Search code examples
vbscriptdistinctadodbrecordset

ADOB.RecordSet Select Distinct command returning nulls where there are no nulls


Stack Overflow, I've blown my whole morning on this issue. I'm trying to help out a coworker with a script. He's not a programmer, he just copied down some code off the internet, and asked me to modify it to give the results he wanted. I pored over it and scrapped all unnecessary parts and rewrote it so it was doing what I wanted in a way I understand. I should be honest and say I only deal with VBscript in these contexts, when a coworker has one that needs fixing. I have all my VB experience in VB6.

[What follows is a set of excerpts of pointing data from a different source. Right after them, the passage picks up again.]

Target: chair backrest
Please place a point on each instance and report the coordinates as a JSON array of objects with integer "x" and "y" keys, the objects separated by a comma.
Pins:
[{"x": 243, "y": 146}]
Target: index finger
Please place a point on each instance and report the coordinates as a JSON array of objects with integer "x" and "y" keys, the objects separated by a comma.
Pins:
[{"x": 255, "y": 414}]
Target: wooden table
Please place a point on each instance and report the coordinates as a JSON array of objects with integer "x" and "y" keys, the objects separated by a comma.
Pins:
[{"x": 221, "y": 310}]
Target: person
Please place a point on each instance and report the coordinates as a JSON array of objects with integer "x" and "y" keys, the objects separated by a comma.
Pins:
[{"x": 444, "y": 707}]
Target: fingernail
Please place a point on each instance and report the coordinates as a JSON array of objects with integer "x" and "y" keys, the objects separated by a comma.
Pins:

The purpose of the script is to take a text file delimited with newlines & potentially filled with duplicate entries, and output it with all duplicates removed.

Set objConnection = CreateObject("ADODB.Connection")
Set objRecordSet = CreateObject("ADODB.Recordset")

strPathToTextFile = "C:\Scripts\"
strFile = "Test.txt"
strOutputFile = "C:\this_is_the_output_changeme.txt"

Dim objFSO, objFile
Set objFSO = CreateObject("Scripting.FileSystemObject")
set objFile = objFSO.CreateTextFile(strOutputFile)

sql = "Select DISTINCT * FROM " & strFile

objConnection.Open "Provider=Microsoft.Jet.OLEDB.4.0;" & _
      "Data Source=" & strPathtoTextFile & ";" & _
          "Extended Properties=""text;HDR=NO;FMT=Delimited"""

objRecordSet.Open sql, objConnection

Do Until objRecordSet.EOF
    objFile.Write(objRecordSet.Fields.Item(0).Value)
    objFile.Write(vbCrLf)
    objRecordSet.MoveNext
Loop

objFile.Close

Seems pretty solid right? It works fine....depending on the input file. So here's the issue, sometimes it works like a charm, sometimes it gets confused and reports all non-number entries as a single distinct null.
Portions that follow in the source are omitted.